How to Avoid the Slovenian Women


Add me to the list of lost4evers…..Memorial Day was the 3 year Anniversary of my discovery. Hers was supposedly only 6 months, but her lies never end so who knows. I wrote on here about two weeks ago how I struggle to buy her Birthday cards or gifts. The cards are now generic happy birthday instead of the wife cards you see in most stores. Valentines day isn’t even a discussion, nor is a mothers day card. How do you truthfully hand someone a card proclaiming the excelent job they did in rasing our kids when she was the worst example possible. I have kept my mouth shut to her family and mine….but I have lost any feelings and desire to spend extra time with her.
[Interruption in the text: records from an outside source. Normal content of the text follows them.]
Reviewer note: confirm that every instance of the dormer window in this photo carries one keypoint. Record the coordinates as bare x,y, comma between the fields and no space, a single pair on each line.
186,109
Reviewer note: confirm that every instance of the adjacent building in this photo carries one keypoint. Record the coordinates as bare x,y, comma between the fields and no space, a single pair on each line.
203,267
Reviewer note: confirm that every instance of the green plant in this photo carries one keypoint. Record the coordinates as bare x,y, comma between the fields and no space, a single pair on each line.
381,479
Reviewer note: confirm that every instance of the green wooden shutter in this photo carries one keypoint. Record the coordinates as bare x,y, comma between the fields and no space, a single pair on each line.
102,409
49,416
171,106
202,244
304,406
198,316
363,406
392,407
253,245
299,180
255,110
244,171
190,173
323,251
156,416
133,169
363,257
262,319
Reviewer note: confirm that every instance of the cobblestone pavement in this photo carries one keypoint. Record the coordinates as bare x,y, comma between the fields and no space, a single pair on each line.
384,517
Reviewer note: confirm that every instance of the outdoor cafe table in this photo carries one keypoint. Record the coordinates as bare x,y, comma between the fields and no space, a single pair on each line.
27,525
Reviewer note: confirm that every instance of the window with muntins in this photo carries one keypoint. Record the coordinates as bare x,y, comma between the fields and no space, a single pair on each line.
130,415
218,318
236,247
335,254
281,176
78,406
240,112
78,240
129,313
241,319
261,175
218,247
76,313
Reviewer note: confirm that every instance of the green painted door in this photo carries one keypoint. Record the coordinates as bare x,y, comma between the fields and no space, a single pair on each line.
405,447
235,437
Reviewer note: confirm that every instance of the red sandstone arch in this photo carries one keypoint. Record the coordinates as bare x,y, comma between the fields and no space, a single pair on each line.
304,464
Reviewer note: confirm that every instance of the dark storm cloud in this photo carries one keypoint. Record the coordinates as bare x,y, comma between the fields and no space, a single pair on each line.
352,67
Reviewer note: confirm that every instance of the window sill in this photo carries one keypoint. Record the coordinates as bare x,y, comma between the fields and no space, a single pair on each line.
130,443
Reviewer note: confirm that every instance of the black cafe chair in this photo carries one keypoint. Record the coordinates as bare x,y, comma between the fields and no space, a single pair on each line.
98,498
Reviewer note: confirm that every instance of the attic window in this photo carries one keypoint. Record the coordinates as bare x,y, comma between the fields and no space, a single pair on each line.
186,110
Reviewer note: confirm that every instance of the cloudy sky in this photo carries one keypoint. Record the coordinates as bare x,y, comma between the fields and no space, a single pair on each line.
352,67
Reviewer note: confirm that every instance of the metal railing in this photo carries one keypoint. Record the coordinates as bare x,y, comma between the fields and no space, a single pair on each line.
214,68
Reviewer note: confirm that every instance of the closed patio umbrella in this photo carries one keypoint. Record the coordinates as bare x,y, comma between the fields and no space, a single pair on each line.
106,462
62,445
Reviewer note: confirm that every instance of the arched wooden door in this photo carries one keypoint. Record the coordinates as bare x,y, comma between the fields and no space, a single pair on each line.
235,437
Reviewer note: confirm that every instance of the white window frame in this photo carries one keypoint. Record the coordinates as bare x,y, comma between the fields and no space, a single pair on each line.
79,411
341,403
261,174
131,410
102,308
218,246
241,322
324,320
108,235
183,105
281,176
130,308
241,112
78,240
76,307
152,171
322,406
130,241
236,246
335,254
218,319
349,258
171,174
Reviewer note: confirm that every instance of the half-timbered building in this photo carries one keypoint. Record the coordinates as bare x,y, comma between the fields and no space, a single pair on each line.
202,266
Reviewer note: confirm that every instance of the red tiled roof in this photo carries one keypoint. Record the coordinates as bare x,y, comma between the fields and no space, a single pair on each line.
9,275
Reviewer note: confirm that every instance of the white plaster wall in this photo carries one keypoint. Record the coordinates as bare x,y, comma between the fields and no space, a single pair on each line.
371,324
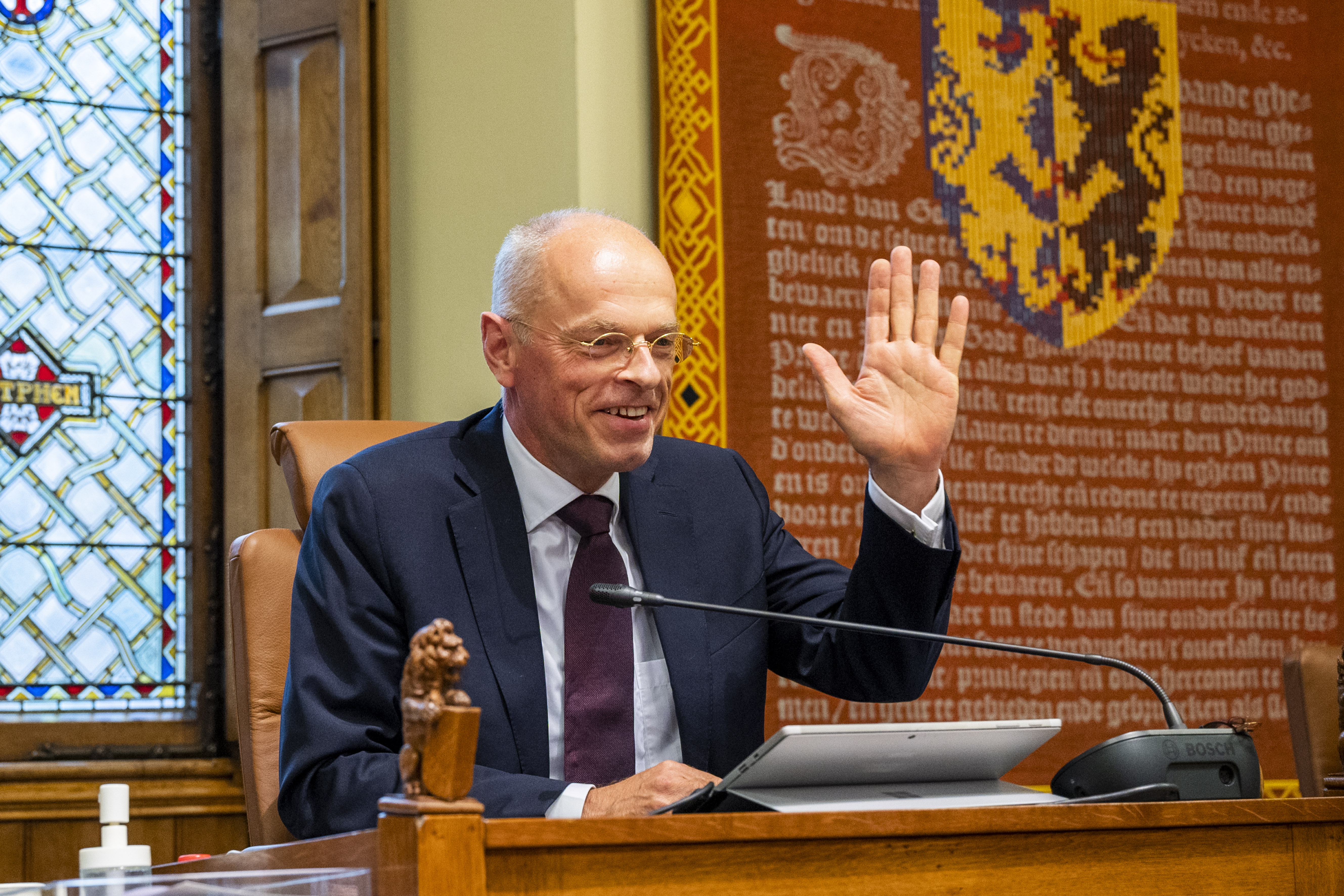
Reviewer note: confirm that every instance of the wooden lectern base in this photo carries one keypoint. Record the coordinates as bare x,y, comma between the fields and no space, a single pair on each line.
1229,847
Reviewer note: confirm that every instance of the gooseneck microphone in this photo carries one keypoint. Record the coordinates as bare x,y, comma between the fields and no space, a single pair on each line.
1187,763
623,596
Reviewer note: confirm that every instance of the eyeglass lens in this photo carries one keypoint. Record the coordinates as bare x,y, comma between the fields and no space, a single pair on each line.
673,347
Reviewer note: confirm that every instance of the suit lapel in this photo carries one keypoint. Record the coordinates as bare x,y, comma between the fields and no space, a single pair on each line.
665,544
491,542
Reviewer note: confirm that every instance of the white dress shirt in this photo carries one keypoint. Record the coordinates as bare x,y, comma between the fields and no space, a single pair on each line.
552,546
Its just a matter of time, and I will move on, she can deal alone with the fallout with her family.


I know exactly how you feel, I am 2 years 4 months post D-day and I feel the same way. I no longer love him like I used to. I do not enjoy being intimate with him. The only difference is my CS’s affair lasted 4 1/2 years, so there was even more time for him & her to cause damage, damage that can never be repaired. My CS is also doing a lot of things to try and repair the damage but it’s just not enough. I have tried so hard, but I too am discouraged. I just wanted you to know that you are not alone, there are others like me who are in the same boat.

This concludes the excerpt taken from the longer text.